JEFF SCHLOSS (biology) contributed a commentary for Behavior and Brain Sciences, “Poverty of Riches?: Alternative Hypotheses Undetermined by Data in Evolutionary Accounts of Religion.” He spoke at Calvin College’s Christian Perspectives on Science seminar on “Lions and Tigers and Bears, Oh My: Evolution’s ‘Big Three’ Challenges to Theism.”
MICHAEL SHASBERGER(music) performed the leading role in performances of Haydn’s oratorio “Creation” with the California State Channel Islands choir and orchestra.
SARAH SKRIPSKY (English) wrote: “Spaciousness and Subjectivity in Alice Walker’s Womanist Prose: From Virginia Woolf’s ‘A Room of One’s Own’ to a ‘Garden with Every Color Flower Represented’” for a collection of essays on Virginia Woolf (Salem Press); and “Rereading McCutcheon’s Suffrage Plots: Rising Action in the Archive” for a special issue of Peitho, the journal of the Coalition of Women Scholars in the History of Rhetoric and Composition.
RUSSELL SMELLEY (kinesiology) presented “The Value of a Written Coach Philosophy” and “Transformative Coaching” to the Kansas Cross Country/ Track and Field Coaches Association. He was named Golden State Athletic Conference Coach of the Year for women’s cross country.
A poem by GREG SPENCER (communication studies), “Preemptive Kindness,” appeared in the Penwood Review.
MEAGAN STIRLING (art) presented “Graff Headz: Integrating Graffiti in Foundation Course” at the Foundations in Art: Theory and Education conference. She was the guest artist for the Santa Barbara Printmakers Juried Spring Exhibition.
JIM TAYLOR (philosophy) spoke at the West Regional Meeting of the Evangelical Philosophical Society and presented “Faith and Knowledge” at the Pacific Regional Meeting of the Society of Christian Philosophers.
CYNTHIA TOMS(director of global education) received a grant (with others) from the Henry Luce Foundation for “Advancing International Service in U.S. Institutions of Higher Education.” She reported on “Global Engagement Survey: Concerns from a Community of Practice” at Duke University’s Symposium on Global Community Engagement.
An article by DAVID VANDER LAAN (philosophy), “The Concord of Molinism with Modal Voluntarism,” appeared in the journal Analysis.

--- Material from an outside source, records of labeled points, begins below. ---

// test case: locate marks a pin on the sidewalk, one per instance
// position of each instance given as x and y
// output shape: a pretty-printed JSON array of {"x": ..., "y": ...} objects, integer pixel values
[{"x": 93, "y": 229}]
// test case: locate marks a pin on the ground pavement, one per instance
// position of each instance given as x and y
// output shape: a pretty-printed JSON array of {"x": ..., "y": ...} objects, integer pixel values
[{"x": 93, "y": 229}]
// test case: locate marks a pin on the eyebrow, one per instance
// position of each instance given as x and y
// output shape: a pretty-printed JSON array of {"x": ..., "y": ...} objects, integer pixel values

PAUL WILLIS (English) contributed four poems to the book “Light upon Light: A Literary Guide to Prayer for Advent, Christmas, and Epiphany.” JANE WILSON (education) and Paige Harris ’14 published “Ripples of Gratitude: The Flowon Effects of Practicing Gratitude in the Classroom Environment” in the Journal for the International Christian Community for Teacher Education.
RACHEL WINSLOW (history) presented a paper, “The Legacies of Voluntarism: International Adoption in the Twenty-First Century,” at the Western Association of Women Historians Conference.